I really think this is an untapped part of Chicano(a) letters. With all the Arab, Persian, Muslim, Lebanese influence we’ve seen in Chicano and Latino scenes (e.g., Shakira), it’s time authors start focusing on this. Just look at it. Agustin Lara’s famous song Granada was about a Moorish city. In fact, The Plaza area, here in Kansas City, is based on Moorish architecture. The common last name Medina. Salamanca. Cordova. The Guitar. Coffee. Cotton. I can go on about Muslim and Arab contribution. Do you have an Muslim link in your family? Why not write about it.

Looking at Latin America

Activist Faith: Grassroots Women in Democratic Brazil and Chile (Pennsylvania State Univ Press June 2005 ISBN 0271025492) by Carol Ann Drogus and Hannah Stewart- Gambino, two of today’s leading authorities on religion and politics in Latin America, have teamed up to produce the “first comprehensive study of women’s grassroots religious movements since the transition to democracy in Brazil and Chile.

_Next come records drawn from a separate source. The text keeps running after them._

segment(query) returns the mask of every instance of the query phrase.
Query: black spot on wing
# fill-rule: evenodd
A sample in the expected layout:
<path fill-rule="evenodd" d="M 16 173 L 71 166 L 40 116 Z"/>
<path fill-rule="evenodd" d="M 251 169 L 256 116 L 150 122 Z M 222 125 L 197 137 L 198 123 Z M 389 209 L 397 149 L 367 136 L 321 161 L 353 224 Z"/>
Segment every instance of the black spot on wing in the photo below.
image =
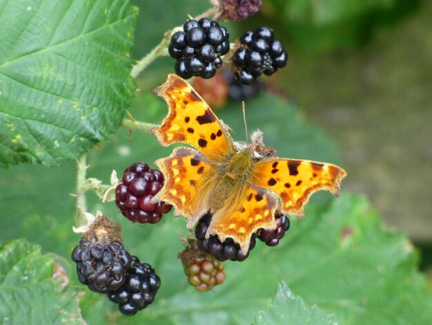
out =
<path fill-rule="evenodd" d="M 205 148 L 207 147 L 207 140 L 204 139 L 199 139 L 198 140 L 198 145 L 202 148 Z"/>
<path fill-rule="evenodd" d="M 200 124 L 204 124 L 206 123 L 212 123 L 213 122 L 215 122 L 215 119 L 211 115 L 210 110 L 206 109 L 204 115 L 197 116 L 197 122 Z"/>
<path fill-rule="evenodd" d="M 191 95 L 190 97 L 193 98 L 195 102 L 201 100 L 201 98 L 199 97 L 199 95 L 198 95 L 197 92 L 194 91 L 193 89 L 190 91 L 190 95 Z"/>
<path fill-rule="evenodd" d="M 192 166 L 197 166 L 198 165 L 199 165 L 199 160 L 198 160 L 197 159 L 195 159 L 193 158 L 190 158 L 190 165 Z"/>
<path fill-rule="evenodd" d="M 311 165 L 312 165 L 312 167 L 314 169 L 321 169 L 322 166 L 324 166 L 324 164 L 320 164 L 320 162 L 311 162 Z"/>
<path fill-rule="evenodd" d="M 255 194 L 255 200 L 257 200 L 257 202 L 259 202 L 263 198 L 262 195 L 259 194 Z"/>
<path fill-rule="evenodd" d="M 295 175 L 298 175 L 299 171 L 297 170 L 297 168 L 300 165 L 302 162 L 300 161 L 288 161 L 288 169 L 289 169 L 290 175 L 292 176 L 295 176 Z"/>

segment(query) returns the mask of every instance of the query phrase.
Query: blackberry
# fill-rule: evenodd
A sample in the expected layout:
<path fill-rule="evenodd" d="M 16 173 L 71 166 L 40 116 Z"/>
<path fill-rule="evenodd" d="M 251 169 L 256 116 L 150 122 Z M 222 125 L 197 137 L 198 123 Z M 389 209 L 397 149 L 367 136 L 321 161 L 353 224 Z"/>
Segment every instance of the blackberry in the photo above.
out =
<path fill-rule="evenodd" d="M 251 85 L 262 73 L 271 75 L 286 65 L 288 54 L 268 27 L 259 27 L 242 35 L 233 55 L 233 73 L 242 84 Z"/>
<path fill-rule="evenodd" d="M 132 266 L 126 271 L 124 284 L 110 290 L 108 297 L 119 304 L 120 313 L 132 315 L 153 302 L 160 286 L 161 279 L 155 269 L 132 256 Z"/>
<path fill-rule="evenodd" d="M 275 214 L 276 219 L 276 228 L 261 229 L 258 238 L 261 241 L 266 243 L 268 246 L 275 246 L 279 243 L 279 240 L 285 234 L 285 232 L 290 228 L 290 221 L 286 216 L 282 213 Z"/>
<path fill-rule="evenodd" d="M 121 183 L 115 189 L 115 204 L 132 222 L 156 223 L 173 208 L 164 201 L 151 202 L 163 186 L 162 173 L 144 162 L 135 162 L 125 169 Z"/>
<path fill-rule="evenodd" d="M 79 281 L 92 291 L 106 293 L 125 283 L 125 272 L 132 262 L 119 241 L 89 241 L 83 237 L 72 252 Z"/>
<path fill-rule="evenodd" d="M 193 75 L 211 78 L 222 65 L 221 56 L 229 50 L 228 30 L 208 18 L 188 20 L 183 31 L 173 34 L 168 48 L 177 59 L 175 73 L 184 79 Z"/>
<path fill-rule="evenodd" d="M 219 240 L 217 235 L 210 235 L 209 238 L 205 238 L 206 232 L 210 225 L 211 220 L 211 214 L 208 213 L 199 219 L 197 227 L 195 228 L 195 237 L 197 239 L 198 247 L 212 254 L 218 261 L 242 261 L 248 258 L 249 252 L 253 249 L 255 245 L 255 237 L 253 236 L 251 238 L 251 244 L 249 245 L 249 250 L 244 255 L 240 250 L 240 245 L 234 242 L 233 239 L 227 238 L 222 243 Z"/>
<path fill-rule="evenodd" d="M 188 281 L 198 291 L 209 291 L 225 281 L 224 262 L 210 254 L 196 249 L 186 248 L 180 254 Z"/>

On a theoretical level, the book compels us to rethink the conventional wisdom about the ‘death’ of social movements in Latin America. On a more human level, the interviews with women activists give voice to ‘ordinary heroes’ so often absent from the literature.” —Philip J. Williams, University of Florida. Quoted from PSU Press website.

Other Faiths

History of the Mormons in Argentina (Greg Kofford Books Aug 2005 ISBN 1589580524), Nestor Curbelo. Originally published in Spanish, this book is a groundbreaking book detailing the growth of the Church of Latter Day Saints in this Latin American country. Through numerous interviews and access to other primary resources, Curbelo has constructed a timeline and then details the story of the growth of the Church. This is an interesting book since El Paso has a large Mormon population, many Mexican Mormon who are descendants of those who fled Pancho Villa’s targeting of their religion. Plus, there are many Mormon colonies in Chihuahua.

Elsewhere

New Mexico Press is always on a roll. Their The Alabados of New Mexico (July 1, 2005 ISBN 0826329675) by Thomas J. Steele focuses on the sacred Spanish-language hymns known as alabados originated in colonial New Spain in the 18th century. “This book includes a selection of the most beloved and most often sung hymns, in English and Spanish, as well as a basic explanation of the alabado.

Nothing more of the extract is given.